WCG ARF tasks used to take about 12 hours to run. Now they take from 14-20 hours on the same CPU.
U@h tasks don't seem to take as long. Neither do PrimeGrid (if you cherry pick your list for shorter run times).
A Proud member of the O.F.A. (Old Farts Association). Be well, do good work, and keep in touch.® (Garrison Keillor) I want some more patience. RIGHT NOW!
WCG ARF tasks used to take about 12 hours to run. Now they take from 14-20 hours on the same CPU.
U@h tasks don't seem to take as long. Neither do PrimeGrid (if you cherry pick your list for shorter run times).
This and another couple of pc's were taking over 24 hours to finish an ARP task, these pc's are running in the 2.LOW mhz range and are only good for the physical number of tasks they can do at one time. Their psu's limit them to single plug gpu's which is okay with me as I have enough of them.
This swapping out the cpu's is a test to see if it works and if it does then I may be able to extend the life of them for another couple of years and retire some of the 6 and 8 core pc's that are also running.
A Proud member of the O.F.A. (Old Farts Association). Be well, do good work, and keep in touch.® (Garrison Keillor) I want some more patience. RIGHT NOW!
A Proud member of the O.F.A. (Old Farts Association). Be well, do good work, and keep in touch.® (Garrison Keillor) I want some more patience. RIGHT NOW!
And in the HPC (High Performance Computing) options it includes cTDP "OPN-Max" and PPL "OPN-Max" for settings on manual.
I can't seem to find a glossary.
I am inferring they mean "240" for an Epyc 7742 CPU. Which is apparently its "max" according to Google.
Is that right?
It has also sorts of other interesting settings we could try too :)
Tom M
A Proud member of the O.F.A. (Old Farts Association). Be well, do good work, and keep in touch.® (Garrison Keillor) I want some more patience. RIGHT NOW!
Those settings are just another name for the fused limits in the silicon.
So, yes the cTDP and PPL fused limits for the 7742 is 240W.
The settings in the various Tuning Guides generally are for very specific workloads. So specific that the cpus themselves are designed for those specific workloads.
As in some settings are only for the cpus that support the server that routes calls through a cell tower. Or the settings specifically for an AWS cloud server running a database.
Generally you should just leave all the settings at default for generic workloads. Our distributed computing varies enough between projects that defaults are best. About the only thing worth "tuning" is to set the cpu for maximum all-core performance with cTDP and PPL limits at the fused max.

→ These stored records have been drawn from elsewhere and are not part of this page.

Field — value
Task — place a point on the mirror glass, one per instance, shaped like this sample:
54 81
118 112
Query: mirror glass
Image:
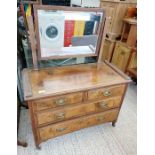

If you were to limit an Epyc cpu to a single project that has very high demands on L3 memory for example, you might get some benefit from tuning use of the L3 cache. But that setting might then hurt performance on a different project that uses the cpu in a different manner.
Unless you have lots of time for specific testing of the various tweaks and levers you can pull in the BIOS, I find it best to just ignore most of them since I run too many projects that require divergent tunings so best to tune for generic workloads that work for all projects at acceptable levels of performance.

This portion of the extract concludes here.